Around three o'clock we headed to his aunt's house.  It was a fairly long drive; she lives in the southern part of the city in a area called Culhuacan.  There was quite a crowd.  I have been to a couple of these family gatherings, and I am still learning the names of his aunt's children, their spouses, the grandchildren and even great grandchildren.  I have to admit that after a while my head starts to grow weary trying to follow all of the conversations in Spanish.  (But Alejandro admits that the same thing happens to him when he is in Ohio, and we are with a bunch of my friends.)

It was, however, a very nice time.  And his aunt made delicious "mole" from scratch! 

Under the Sea

On Saturday, Alejandro and I went to the swank neighborhood of Polanco.  The newest and glitziest area of Polanco is Plaza Carso, a development that was backed by billionaire Carlos Slim, one of the richest men in the world.  It is centered around the Soumaya Museum, a striking, modern structure which houses Slim's art collection.

The Plaza Carso area also includes office and apartment towers, a theater (currently featuring a Spanish-language version of "The Lion King") and a couple of shopping malls, one of them anchored by Saks Fifth Avenue.

Alejandro and I came here to visit the latest addition to Plaza Carso, the Imbursa Aquarium.

The aquarium is sponsored by Imbursa, a Mexican banking and insurance company.  The exhibits are all underground; you take an elevator three floors below street level as if you were descending beneath the sea.

You exit the elevator at the lowest level where you find an enormous tank filled with a large variety of ocean fish, including a several kinds of sharks and rays.

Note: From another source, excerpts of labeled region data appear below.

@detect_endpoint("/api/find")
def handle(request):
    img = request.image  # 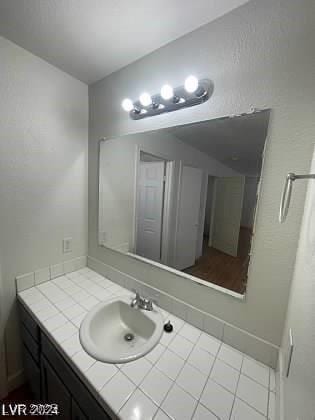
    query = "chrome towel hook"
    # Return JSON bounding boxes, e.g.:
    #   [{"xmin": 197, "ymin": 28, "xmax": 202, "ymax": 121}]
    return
[{"xmin": 279, "ymin": 172, "xmax": 315, "ymax": 223}]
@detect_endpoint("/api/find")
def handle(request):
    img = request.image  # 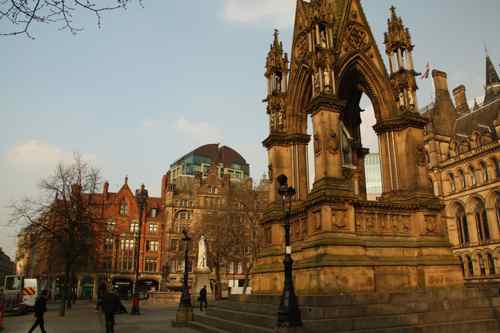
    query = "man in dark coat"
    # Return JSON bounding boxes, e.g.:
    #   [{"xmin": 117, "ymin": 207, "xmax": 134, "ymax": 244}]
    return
[
  {"xmin": 102, "ymin": 291, "xmax": 121, "ymax": 333},
  {"xmin": 95, "ymin": 283, "xmax": 108, "ymax": 311},
  {"xmin": 29, "ymin": 290, "xmax": 48, "ymax": 333},
  {"xmin": 200, "ymin": 286, "xmax": 208, "ymax": 311}
]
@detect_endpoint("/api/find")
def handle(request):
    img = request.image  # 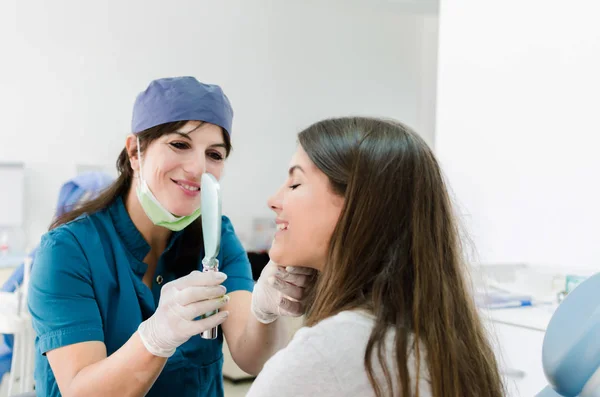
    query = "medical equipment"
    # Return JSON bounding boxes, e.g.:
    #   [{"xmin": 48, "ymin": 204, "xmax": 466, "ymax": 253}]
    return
[{"xmin": 200, "ymin": 173, "xmax": 221, "ymax": 339}]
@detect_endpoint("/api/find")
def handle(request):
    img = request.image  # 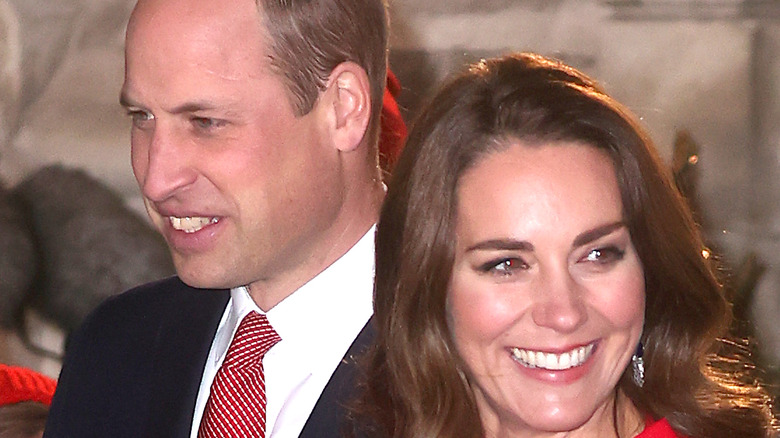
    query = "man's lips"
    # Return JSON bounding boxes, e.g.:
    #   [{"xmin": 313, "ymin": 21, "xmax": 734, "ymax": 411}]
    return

From there you head to the levels above where you find smaller tanks exhibiting 
everything from jelly-fish to sea horses to colorful tropical fish to fresh water fish.

There are also penguins, and a few amphibians and reptiles.  I have not been to many aquariums, so I cannot really rank the quality of the place.  However I enjoyed my visit there.

One rare and strange amphibian on display is the axolotl.  The axolotl is native to the lakes of the Valley of Mexico (where Mexico City is located).   Because those waters have either been drained away, or are polluted, the axolotl in the wild is near extinction.

The animal is unusual because it can regenerate injured body parts and organs.  Unlike most other amphibians, axolotls usually retain their gills for their entire life and remain aquatic.  (It would be as if a tadpole grew legs but never developed into a frog.)

While viewing the axolotl, I could not help but remember a short story by the Argentinian author Julio Cortázar which I read in college.  In that story, the narrator visits an aquarium.  He becomes obsessed with the axolotl that he sees.  He stares into the amphibian's eyes until finally, the narrator becomes an axolotl.

I did not stare into the axolotl's eyes!